Have you ever experienced feelings of excessive fear of something, a certain event or certain creatures? If it yes means you have the symptoms of phobia. When an excessive fear of this takes place continuously and the effect is very long and some even up for life, then it means you’re suffering from a mental illness called Phobia.
What is Phobia?
Phobia comes from the Greek “Phobos” meaning fear. These fears arise because of feelings of irrational, persistent fear of certain situations, objects, activities, or persons. The main symptoms of this disorder are the feeling of excessive, unreasonable desire to avoid the feared subject.
Phobias (in the sense of the clinical term) are the most common form of anxiety disorder. An American study by the National Institute of Mental Health (NIMH) found that between 8.7% and 18.1% of Americans suffer from phobias. The study found that phobias were the most common mental illness among women in all age groups and the second most common illness among men older than 25.
What Causes of Phobias?
Generally the cause of Phobia comes from the tendency of a combination of external and internal events. Examples such as Arachnophobia (fear of spiders) and Ophidiophobia (fear of snakes) however, could also arise because of human evolution, the nature conditioned of fear certain creatures that could cause harm.
In a famous experiment, Martin Seligman experimented with ways to use classical conditioning to establish phobias of snakes and flowers. The results showed that it took far fewer shocks to create an adverse response with snakes instead of drawing pictures of flowers. The conclusion from these studies is that certain objects may have a genetic predisposition associated with fear.

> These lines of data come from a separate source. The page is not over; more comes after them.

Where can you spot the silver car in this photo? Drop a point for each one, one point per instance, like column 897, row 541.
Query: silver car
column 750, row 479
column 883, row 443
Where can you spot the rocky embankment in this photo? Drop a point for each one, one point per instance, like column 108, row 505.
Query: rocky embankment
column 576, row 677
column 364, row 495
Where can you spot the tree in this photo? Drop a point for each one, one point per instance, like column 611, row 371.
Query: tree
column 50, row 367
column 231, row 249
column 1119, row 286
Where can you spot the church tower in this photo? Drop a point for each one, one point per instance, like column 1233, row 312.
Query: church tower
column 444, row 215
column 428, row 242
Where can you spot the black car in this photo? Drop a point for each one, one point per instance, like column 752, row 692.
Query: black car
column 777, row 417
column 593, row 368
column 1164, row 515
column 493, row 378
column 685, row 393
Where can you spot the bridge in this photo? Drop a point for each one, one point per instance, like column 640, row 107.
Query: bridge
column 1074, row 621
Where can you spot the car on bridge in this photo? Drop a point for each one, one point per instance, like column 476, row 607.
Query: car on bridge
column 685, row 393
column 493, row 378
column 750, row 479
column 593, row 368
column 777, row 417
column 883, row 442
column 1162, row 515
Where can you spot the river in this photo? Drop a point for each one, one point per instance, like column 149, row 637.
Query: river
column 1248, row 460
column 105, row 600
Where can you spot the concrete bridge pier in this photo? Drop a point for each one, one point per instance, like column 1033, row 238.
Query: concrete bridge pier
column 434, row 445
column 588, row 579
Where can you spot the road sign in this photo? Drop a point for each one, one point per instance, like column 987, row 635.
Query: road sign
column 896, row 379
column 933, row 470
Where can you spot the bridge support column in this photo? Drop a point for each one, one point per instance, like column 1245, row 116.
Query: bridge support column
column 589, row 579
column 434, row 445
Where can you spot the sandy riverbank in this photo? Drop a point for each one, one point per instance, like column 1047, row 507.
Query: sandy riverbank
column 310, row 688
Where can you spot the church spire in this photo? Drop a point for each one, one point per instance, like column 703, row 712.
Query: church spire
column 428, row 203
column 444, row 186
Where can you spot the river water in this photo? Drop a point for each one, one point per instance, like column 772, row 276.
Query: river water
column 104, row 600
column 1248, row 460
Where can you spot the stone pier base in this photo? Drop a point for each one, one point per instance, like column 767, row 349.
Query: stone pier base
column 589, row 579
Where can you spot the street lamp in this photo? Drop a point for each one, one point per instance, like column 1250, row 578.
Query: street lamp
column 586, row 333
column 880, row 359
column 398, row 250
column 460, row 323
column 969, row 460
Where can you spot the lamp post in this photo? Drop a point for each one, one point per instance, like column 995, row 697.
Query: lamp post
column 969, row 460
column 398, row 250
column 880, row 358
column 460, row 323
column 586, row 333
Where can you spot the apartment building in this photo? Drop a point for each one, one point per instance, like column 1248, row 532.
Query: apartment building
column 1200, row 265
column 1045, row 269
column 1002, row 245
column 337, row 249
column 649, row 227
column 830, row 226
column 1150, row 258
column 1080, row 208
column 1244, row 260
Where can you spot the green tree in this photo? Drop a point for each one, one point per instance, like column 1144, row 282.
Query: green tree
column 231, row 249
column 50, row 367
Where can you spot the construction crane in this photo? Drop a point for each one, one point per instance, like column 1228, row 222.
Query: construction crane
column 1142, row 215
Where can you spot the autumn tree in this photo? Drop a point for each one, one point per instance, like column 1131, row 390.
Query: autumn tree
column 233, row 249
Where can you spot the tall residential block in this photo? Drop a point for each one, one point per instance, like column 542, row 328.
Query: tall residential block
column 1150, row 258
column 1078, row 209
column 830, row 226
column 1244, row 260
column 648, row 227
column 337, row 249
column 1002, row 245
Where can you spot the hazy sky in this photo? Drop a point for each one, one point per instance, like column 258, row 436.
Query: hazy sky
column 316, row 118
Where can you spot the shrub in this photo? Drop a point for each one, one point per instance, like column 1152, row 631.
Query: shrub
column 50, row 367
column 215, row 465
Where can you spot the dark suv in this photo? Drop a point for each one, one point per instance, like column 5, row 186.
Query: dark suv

In fact many specific phobias can be traced back and is usually found that the traumatic experience at an early age to be a trigger factor. In addition, it is believed that heredity, genetics, and brain chemistry along with life experience plays a major role in the development of anxiety disorders and phobias.
The use of other name
Phobia is also used in non-medical sense to hate all kinds. These terms are usually constructed with the suffix-phobia. A number of these terms describe negative attitudes or prejudices towards the subject named. See Non-clinical use of the terms below.
Anatomical side phobias
Phobia more often not associated with the amygdala, a brain region located behind the pituitary gland in the [limbic system]]. Amygdala releases the hormone that controls fear and aggression and assist in the interpretation of emotion in facial expressions of others. When fear or aggression response begins, the amygdala releases hormones into the body to make the human body becomes a “sign” of the state, where they are ready to move, running, fighting, etc.
Research has shown the difference between the response cycle of the people facing the object of phobia and those who face the dangerous objects that do not trigger phobia-like response. In one case, patients with Arachnophobia that are shown a picture of a spider (the object of fear) and snake (picture controls, which are intended to encourage a normal response). When lit, who answered with a short arachnophobe afraid of snakes, but quickly shut down the amygdala when the higher logical thinking to analyze the threat and ruled it as not important. However, when shown the spider, which arachnophobe’s amygdala reacted, and then do not stop out ‘alarm’ hormones, even after they have rationalized the situation they are in.
For this reason, phobias are generally classified as panic disorder by most psychologists, because it involves an unnatural or illogical brain function.